Creating effective presentations means remembering that purpose and content are two different animals. Your purpose is what you hope to accomplish in your presentation, while content is what you need to say and show to achieve that purpose.
If you think in these terms your content will always grow organically out of your purpose. (Need to prepare a presentation quickly? Download my cheat sheet "How to Prepare a Speech in 15 Minutes.")
Building Your Speech
But how do you organize your talk once you're clear on your purpose and content? What about a theme that you can build your speech around, for instance, and a logical framework to get there? Theme-based speeches and presentations can be powerful and persuasive.
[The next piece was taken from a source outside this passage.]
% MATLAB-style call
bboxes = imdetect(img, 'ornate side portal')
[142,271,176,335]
And when they proceed logically, listeners will be able to stay with you every step of the way.
Following are four classic formats for organizing your speech or presentation. Which of them you use depends on your audience, your intended purpose with those specific listeners, and what you want to say to achieve that purpose. Any one of those three variables can change from situation to situation, and your chosen format should also change accordingly.
The four formats:
- Chronological. Does your presentation lend itself to a chronological approach? A talk on handling change, for instance, might take a look back at previous practices then present the reasons why new procedures are necessary. Lectures on historical subjects lend themselves to this format particularly well.
- Problem-Solution. Do your listeners need to be educated about a problem before solutions can be discussed? A problem-solution format is custom made for that situation. If your audience requires a more in-depth examination, you might choose a variation of this format: the Problem-Cause-Solution style of organization.
- Pro-Con (or Alternate Solutions). If on the other hand your audience is already acquainted with the issues, you may elect to skip the discussion of the problem and go right to possible solutions. Now you can talk about the advantages and disadvantages of each approach, i.e., Pro and Con instead of giving your listeners information they already have. A speech on urban gang violence to social workers who deal with the problem every day, for instance, might benefit from a Pro-Con solution rather than the Problem-Cause-Solution format.
- Tell a Story. Audiences love stories as much as any of us, and will listen to them eagerly. Can you organize your presentation around a compelling story? We all have stories to tell—companies and organizations no less than individuals. If you frame your message in the context of a story, with all the drama, conflict, and emotions that people bring to their actions, you will have a very captive audience.
The advantage of using any of these easily created formats is that once you make your decision, your content almost writes itself. Think about any of the methods described above: In every case, the first piece of information delivered by the speaker almost automatically suggests the next bit of content, and so on. You as presenter not only have a format to hang your hat on, but a compelling method to help yourself create the entire presentation!
These four formats, then, offer an efficient and painless way to assemble a presentation. Combine that with a grasp of two other key factors in a successful talk—your audience’s needs and your strategy to meet those needs—and you have an advantage from your first word to your last.